This Historical Marker is located at the Corner of N. College & E. Travis St., La Grange inside the Old City Cemetery-La Grange and was organized on December 14, 1837. The county was formed out of part of two adjoining counties, Bastrop and Colorado and was named after the American Revolution hero General LaFayette. The early settlers were Anglo’s, mainly from the southern states. In the 1840’s and 1850’s, many Germans and Czechs immigrated to Fayette County. Today the County has an estimated population of 21,768.

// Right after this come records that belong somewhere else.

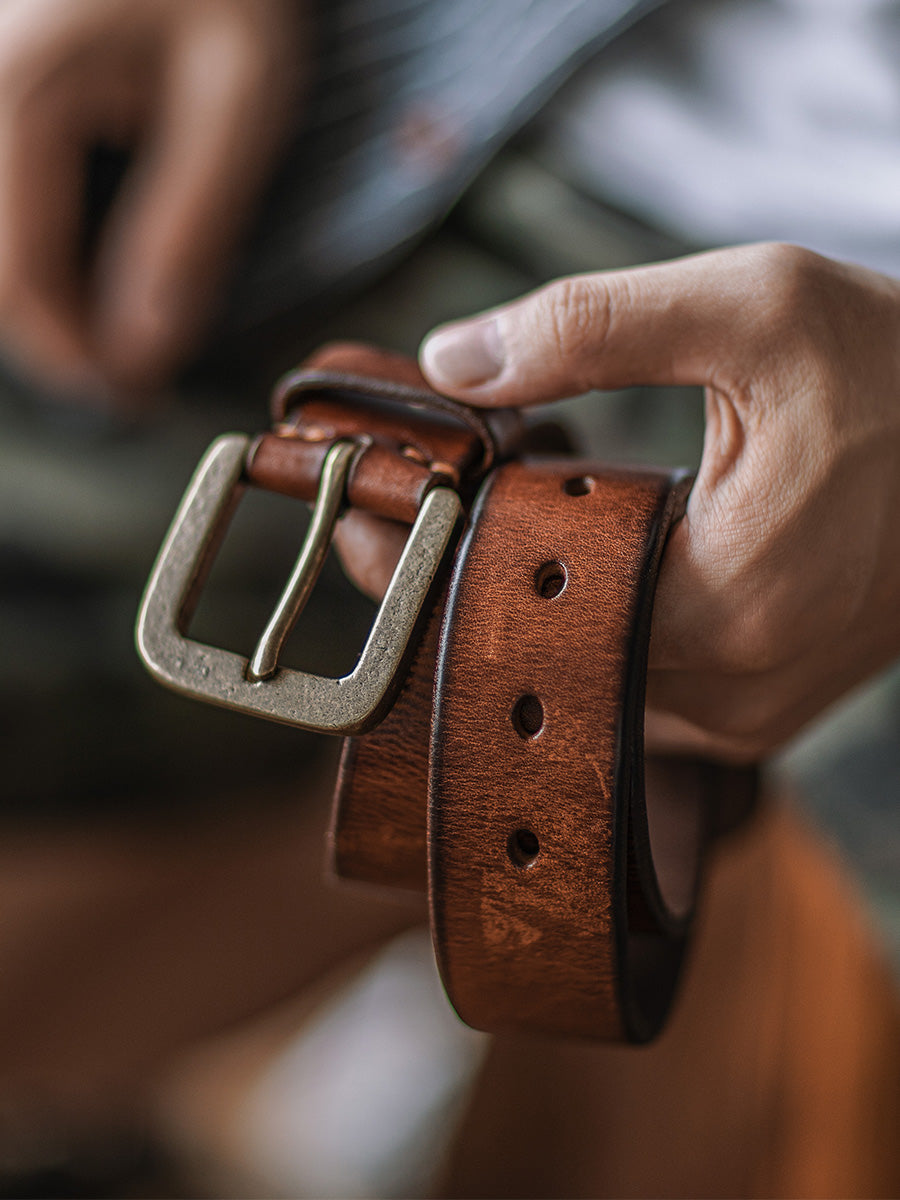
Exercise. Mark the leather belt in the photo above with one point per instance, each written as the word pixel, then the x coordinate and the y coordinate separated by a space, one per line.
pixel 493 723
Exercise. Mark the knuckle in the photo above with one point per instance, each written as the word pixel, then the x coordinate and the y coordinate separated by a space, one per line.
pixel 784 279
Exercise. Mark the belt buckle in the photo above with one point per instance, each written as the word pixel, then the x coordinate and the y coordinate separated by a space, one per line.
pixel 349 705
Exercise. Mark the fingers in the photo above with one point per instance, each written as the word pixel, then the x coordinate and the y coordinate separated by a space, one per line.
pixel 673 323
pixel 168 243
pixel 40 226
pixel 370 550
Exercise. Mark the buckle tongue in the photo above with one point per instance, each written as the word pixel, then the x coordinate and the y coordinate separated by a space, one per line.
pixel 310 562
pixel 349 705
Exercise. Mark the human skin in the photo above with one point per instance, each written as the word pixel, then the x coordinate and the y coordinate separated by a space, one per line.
pixel 202 93
pixel 780 588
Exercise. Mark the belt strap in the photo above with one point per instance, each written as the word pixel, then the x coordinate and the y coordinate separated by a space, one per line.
pixel 504 772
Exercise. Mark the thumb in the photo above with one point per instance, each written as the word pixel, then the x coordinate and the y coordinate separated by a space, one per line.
pixel 672 323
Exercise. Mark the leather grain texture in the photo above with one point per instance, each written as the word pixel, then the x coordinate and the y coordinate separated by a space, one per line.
pixel 511 762
pixel 535 805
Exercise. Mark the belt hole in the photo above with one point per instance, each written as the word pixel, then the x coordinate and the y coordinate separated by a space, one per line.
pixel 550 580
pixel 579 485
pixel 527 717
pixel 522 847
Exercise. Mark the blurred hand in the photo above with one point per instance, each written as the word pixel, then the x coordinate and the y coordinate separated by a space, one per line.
pixel 202 93
pixel 780 589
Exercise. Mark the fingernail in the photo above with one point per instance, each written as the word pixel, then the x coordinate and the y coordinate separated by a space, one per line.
pixel 463 355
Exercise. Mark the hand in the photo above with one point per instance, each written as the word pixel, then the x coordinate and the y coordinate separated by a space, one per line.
pixel 201 93
pixel 780 589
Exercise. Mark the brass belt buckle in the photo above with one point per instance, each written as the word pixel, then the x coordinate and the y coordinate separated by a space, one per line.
pixel 349 705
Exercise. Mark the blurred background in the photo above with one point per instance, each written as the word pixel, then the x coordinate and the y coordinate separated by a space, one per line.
pixel 187 1008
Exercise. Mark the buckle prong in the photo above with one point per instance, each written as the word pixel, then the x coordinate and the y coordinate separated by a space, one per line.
pixel 349 705
pixel 310 561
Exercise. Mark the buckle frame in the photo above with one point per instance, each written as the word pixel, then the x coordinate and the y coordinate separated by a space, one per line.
pixel 352 703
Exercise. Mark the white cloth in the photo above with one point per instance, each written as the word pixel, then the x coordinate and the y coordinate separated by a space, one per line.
pixel 738 120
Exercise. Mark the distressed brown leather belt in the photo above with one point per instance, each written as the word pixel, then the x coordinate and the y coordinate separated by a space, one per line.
pixel 493 723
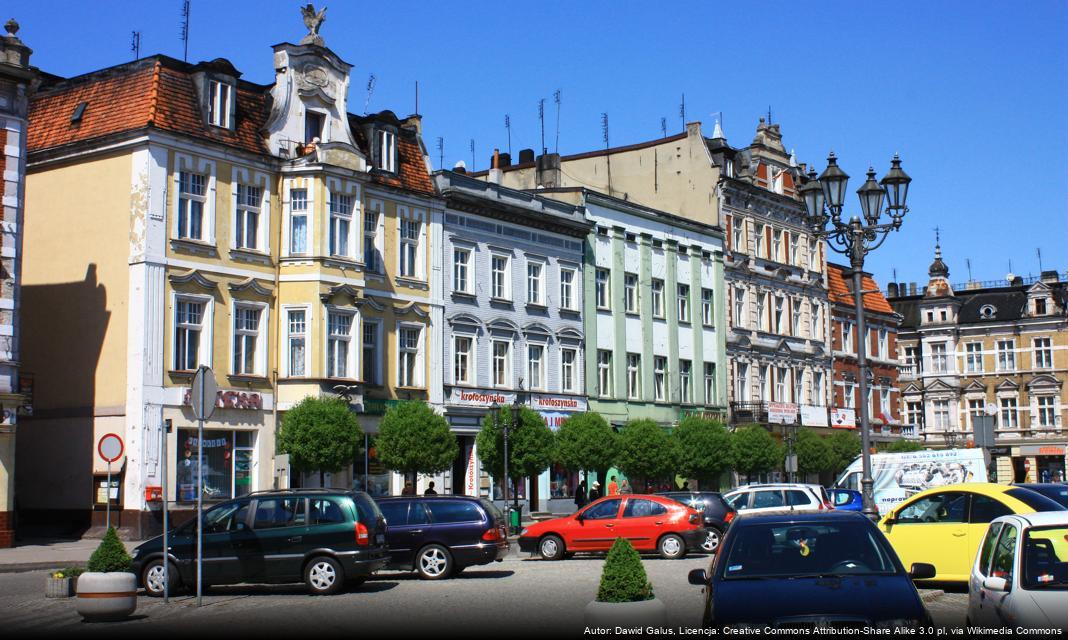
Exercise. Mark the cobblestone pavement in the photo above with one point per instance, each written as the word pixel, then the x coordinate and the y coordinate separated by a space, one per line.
pixel 517 597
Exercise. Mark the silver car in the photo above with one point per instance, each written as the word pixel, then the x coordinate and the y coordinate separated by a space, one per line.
pixel 1020 574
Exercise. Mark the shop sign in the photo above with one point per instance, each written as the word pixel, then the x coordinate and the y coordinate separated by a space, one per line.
pixel 782 412
pixel 476 397
pixel 843 418
pixel 814 416
pixel 559 403
pixel 230 400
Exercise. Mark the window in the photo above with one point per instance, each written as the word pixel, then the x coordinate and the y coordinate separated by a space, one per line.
pixel 709 383
pixel 567 297
pixel 297 339
pixel 685 371
pixel 408 372
pixel 1047 410
pixel 298 221
pixel 973 357
pixel 500 277
pixel 659 378
pixel 461 360
pixel 630 292
pixel 339 337
pixel 1043 353
pixel 1006 355
pixel 633 375
pixel 219 96
pixel 535 283
pixel 602 289
pixel 535 372
pixel 1009 414
pixel 739 307
pixel 409 247
pixel 706 308
pixel 567 360
pixel 247 223
pixel 246 340
pixel 371 354
pixel 188 324
pixel 371 262
pixel 386 151
pixel 940 360
pixel 658 297
pixel 461 270
pixel 603 373
pixel 502 363
pixel 191 200
pixel 341 223
pixel 684 302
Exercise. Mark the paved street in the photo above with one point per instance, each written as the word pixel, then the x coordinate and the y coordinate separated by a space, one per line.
pixel 522 595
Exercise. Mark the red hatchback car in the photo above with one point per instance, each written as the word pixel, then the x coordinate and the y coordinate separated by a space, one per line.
pixel 650 524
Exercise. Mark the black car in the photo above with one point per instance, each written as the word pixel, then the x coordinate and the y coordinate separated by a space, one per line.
pixel 440 535
pixel 1055 492
pixel 798 570
pixel 324 537
pixel 715 511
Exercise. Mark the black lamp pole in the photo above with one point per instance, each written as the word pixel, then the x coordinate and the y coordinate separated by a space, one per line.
pixel 856 239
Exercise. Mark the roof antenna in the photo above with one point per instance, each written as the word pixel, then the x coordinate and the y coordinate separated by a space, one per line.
pixel 556 98
pixel 185 30
pixel 371 89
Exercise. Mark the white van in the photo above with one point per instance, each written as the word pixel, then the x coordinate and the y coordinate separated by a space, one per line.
pixel 898 475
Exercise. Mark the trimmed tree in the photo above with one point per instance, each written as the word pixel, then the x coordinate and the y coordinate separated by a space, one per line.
pixel 845 448
pixel 704 449
pixel 413 439
pixel 531 445
pixel 645 451
pixel 320 434
pixel 814 452
pixel 753 450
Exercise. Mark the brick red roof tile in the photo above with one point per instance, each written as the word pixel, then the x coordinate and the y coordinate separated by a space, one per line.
pixel 841 294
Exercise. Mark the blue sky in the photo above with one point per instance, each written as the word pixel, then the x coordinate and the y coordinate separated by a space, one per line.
pixel 973 94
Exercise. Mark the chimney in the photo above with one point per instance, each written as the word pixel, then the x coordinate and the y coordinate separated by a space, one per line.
pixel 548 171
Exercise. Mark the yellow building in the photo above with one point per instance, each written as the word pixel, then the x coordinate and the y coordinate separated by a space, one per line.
pixel 178 217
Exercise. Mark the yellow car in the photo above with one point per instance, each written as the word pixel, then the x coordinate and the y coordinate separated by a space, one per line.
pixel 944 526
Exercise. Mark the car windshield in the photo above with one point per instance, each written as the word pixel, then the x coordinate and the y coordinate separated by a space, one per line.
pixel 1046 558
pixel 806 550
pixel 1034 500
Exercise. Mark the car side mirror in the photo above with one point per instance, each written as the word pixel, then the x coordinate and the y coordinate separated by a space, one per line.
pixel 995 583
pixel 922 571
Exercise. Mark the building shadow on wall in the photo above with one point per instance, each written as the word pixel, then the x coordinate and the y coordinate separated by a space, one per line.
pixel 63 326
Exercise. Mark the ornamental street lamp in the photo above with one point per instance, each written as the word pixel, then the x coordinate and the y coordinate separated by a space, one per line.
pixel 854 239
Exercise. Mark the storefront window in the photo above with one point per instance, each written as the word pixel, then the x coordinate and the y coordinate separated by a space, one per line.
pixel 228 464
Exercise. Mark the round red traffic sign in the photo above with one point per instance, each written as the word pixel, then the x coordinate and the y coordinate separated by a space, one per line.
pixel 110 448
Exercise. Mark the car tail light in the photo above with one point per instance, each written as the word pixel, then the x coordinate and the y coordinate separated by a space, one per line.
pixel 362 536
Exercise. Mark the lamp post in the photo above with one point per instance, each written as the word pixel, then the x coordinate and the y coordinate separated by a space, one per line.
pixel 856 239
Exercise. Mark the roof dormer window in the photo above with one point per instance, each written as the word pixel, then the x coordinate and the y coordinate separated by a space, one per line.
pixel 220 97
pixel 386 151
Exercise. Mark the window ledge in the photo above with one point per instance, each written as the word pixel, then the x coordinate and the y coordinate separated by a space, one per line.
pixel 251 255
pixel 188 246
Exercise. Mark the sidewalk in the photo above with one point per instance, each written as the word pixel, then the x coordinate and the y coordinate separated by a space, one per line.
pixel 35 555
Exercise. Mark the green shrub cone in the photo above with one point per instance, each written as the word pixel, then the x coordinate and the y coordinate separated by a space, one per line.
pixel 623 578
pixel 110 556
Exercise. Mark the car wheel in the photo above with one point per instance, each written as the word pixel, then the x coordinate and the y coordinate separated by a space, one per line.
pixel 324 576
pixel 712 540
pixel 672 547
pixel 434 562
pixel 152 578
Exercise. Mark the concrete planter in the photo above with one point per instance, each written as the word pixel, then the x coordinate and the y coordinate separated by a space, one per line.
pixel 626 614
pixel 107 596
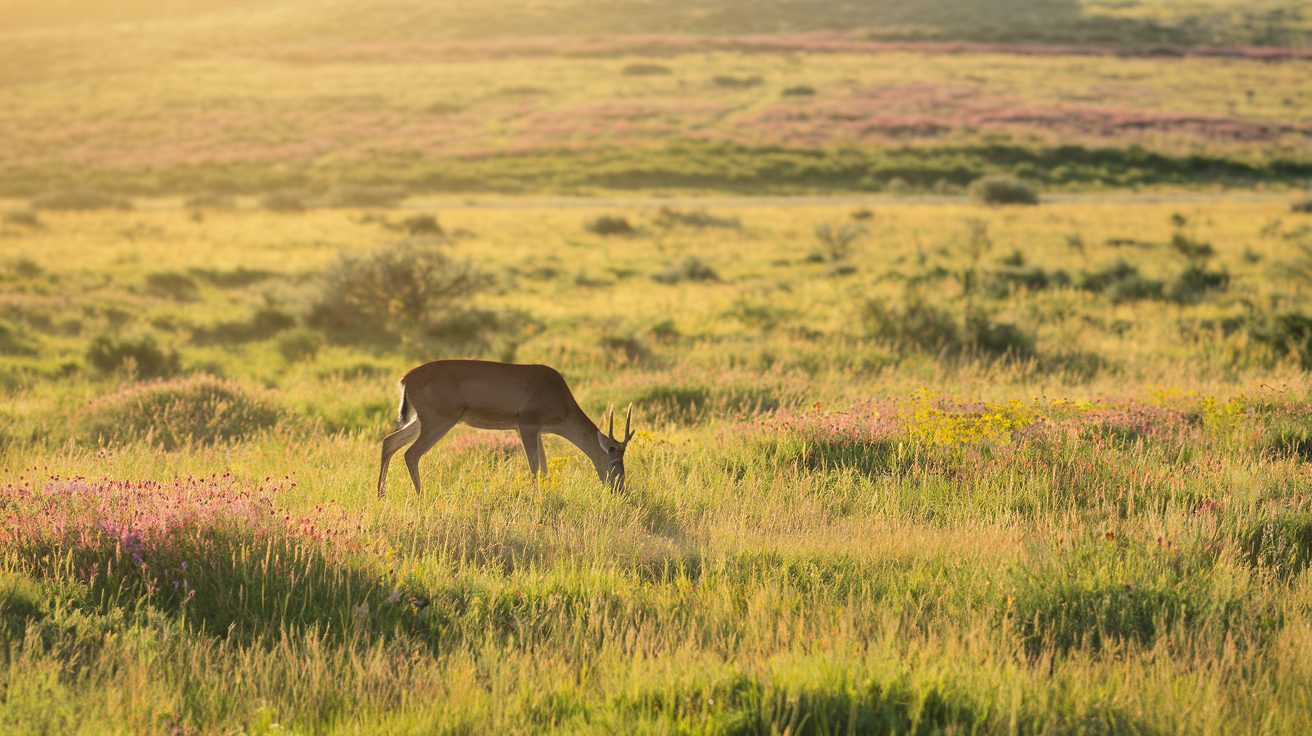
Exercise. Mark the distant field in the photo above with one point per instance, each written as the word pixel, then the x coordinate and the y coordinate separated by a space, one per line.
pixel 242 102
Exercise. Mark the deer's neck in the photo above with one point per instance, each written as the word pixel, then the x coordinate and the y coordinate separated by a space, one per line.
pixel 583 433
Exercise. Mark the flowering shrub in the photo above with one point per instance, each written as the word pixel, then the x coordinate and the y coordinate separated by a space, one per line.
pixel 171 413
pixel 219 551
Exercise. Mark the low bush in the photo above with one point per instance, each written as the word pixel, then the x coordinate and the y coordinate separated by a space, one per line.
pixel 643 68
pixel 671 217
pixel 689 269
pixel 171 413
pixel 284 202
pixel 421 226
pixel 1104 592
pixel 837 242
pixel 1195 282
pixel 1004 190
pixel 210 201
pixel 365 196
pixel 922 327
pixel 728 81
pixel 172 285
pixel 1285 333
pixel 1122 282
pixel 80 200
pixel 1281 545
pixel 22 218
pixel 141 357
pixel 609 224
pixel 399 290
pixel 299 344
pixel 264 323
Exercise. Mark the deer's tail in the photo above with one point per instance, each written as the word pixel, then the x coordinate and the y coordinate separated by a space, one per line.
pixel 406 411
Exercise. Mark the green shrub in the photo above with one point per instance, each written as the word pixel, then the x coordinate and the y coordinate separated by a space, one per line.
pixel 421 226
pixel 836 243
pixel 141 357
pixel 22 218
pixel 1004 190
pixel 728 81
pixel 284 202
pixel 1282 543
pixel 172 285
pixel 172 413
pixel 80 200
pixel 689 269
pixel 1102 593
pixel 210 201
pixel 609 224
pixel 646 70
pixel 1287 333
pixel 365 196
pixel 1193 285
pixel 299 344
pixel 395 291
pixel 671 217
pixel 1122 282
pixel 264 323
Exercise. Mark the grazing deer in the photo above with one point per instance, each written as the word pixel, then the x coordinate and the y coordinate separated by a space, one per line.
pixel 533 399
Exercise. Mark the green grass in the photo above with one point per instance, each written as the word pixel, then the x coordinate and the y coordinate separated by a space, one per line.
pixel 828 528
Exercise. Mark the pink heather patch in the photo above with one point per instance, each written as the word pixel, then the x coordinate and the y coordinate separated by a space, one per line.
pixel 156 531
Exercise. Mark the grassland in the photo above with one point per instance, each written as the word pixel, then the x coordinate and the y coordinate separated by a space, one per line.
pixel 907 463
pixel 1094 521
pixel 272 100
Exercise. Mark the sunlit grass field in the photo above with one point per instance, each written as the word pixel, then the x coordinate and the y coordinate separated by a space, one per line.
pixel 959 470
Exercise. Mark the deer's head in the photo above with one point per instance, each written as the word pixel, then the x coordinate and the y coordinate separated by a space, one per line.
pixel 614 449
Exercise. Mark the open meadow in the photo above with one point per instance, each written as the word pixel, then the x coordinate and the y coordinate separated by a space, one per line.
pixel 909 459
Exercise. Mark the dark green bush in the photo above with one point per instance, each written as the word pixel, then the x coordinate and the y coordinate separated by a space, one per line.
pixel 284 202
pixel 671 217
pixel 172 285
pixel 689 269
pixel 172 413
pixel 1102 593
pixel 1193 285
pixel 646 70
pixel 609 224
pixel 736 81
pixel 421 224
pixel 1004 190
pixel 1122 282
pixel 922 327
pixel 299 344
pixel 210 201
pixel 80 200
pixel 395 291
pixel 1287 333
pixel 1282 545
pixel 141 357
pixel 365 196
pixel 22 218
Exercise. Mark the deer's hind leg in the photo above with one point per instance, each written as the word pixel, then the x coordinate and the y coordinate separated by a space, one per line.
pixel 392 442
pixel 532 438
pixel 430 429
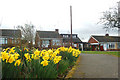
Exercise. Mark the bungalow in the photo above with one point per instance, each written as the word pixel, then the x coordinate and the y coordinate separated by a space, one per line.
pixel 67 40
pixel 104 43
pixel 48 39
pixel 10 37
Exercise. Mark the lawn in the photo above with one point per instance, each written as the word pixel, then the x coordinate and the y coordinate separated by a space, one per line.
pixel 116 53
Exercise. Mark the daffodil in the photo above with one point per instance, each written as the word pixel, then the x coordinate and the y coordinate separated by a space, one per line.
pixel 11 59
pixel 45 62
pixel 16 55
pixel 7 49
pixel 50 51
pixel 27 56
pixel 70 49
pixel 37 52
pixel 4 55
pixel 46 57
pixel 32 56
pixel 17 62
pixel 12 50
pixel 57 59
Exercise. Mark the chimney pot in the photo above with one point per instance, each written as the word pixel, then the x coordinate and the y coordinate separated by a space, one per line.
pixel 57 30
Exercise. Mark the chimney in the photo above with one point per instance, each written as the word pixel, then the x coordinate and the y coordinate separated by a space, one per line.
pixel 106 34
pixel 57 30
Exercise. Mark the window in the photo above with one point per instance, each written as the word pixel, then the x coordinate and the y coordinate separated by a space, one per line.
pixel 111 45
pixel 74 36
pixel 65 36
pixel 45 43
pixel 56 42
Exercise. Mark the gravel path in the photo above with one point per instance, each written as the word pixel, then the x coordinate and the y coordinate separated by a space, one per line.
pixel 97 66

The Historical Marker Reads:
Although voted 600 against to 580 for secession, began Confederate recruiting in June 1861. La Grange was headquarters for 22nd Brigade, Texas State Troops, Brig. Gen. Wm. G. Webb commanding, of which 18 companies (1,238 men ) and 72 officers were from Fayette. Special county war taxes provided relief for soldiers’ families. Funds were also raised by the famous “Cow Order” for seizure of strays. Censors here banned exchanges of mail with the U.S. Confederate cotton gathered in and stored at La Grange and Round Top was freighted to Mexico by local men hauling 5 or more bales on each 3-months-long trip. In 1863 a dozen teamsters lost outfits and barely saved themselves when bandits struck near Roma, on the Mexican border. Gen. Webb and Cols. John C. and Wm.F. Upton were Fayette County men. Local C.S.A. units were commanded by Capts. Ira G. Killough and Ben Shropshire, who fought in the Arizona-New Mexico campaign. Gen. Tom Green, first county surveyor, and Indian fighter and hero of San Jacinto and the Mexican war, had a part in such Confederate victories as the recapture of Galveston and the Battle of Mansfield, La.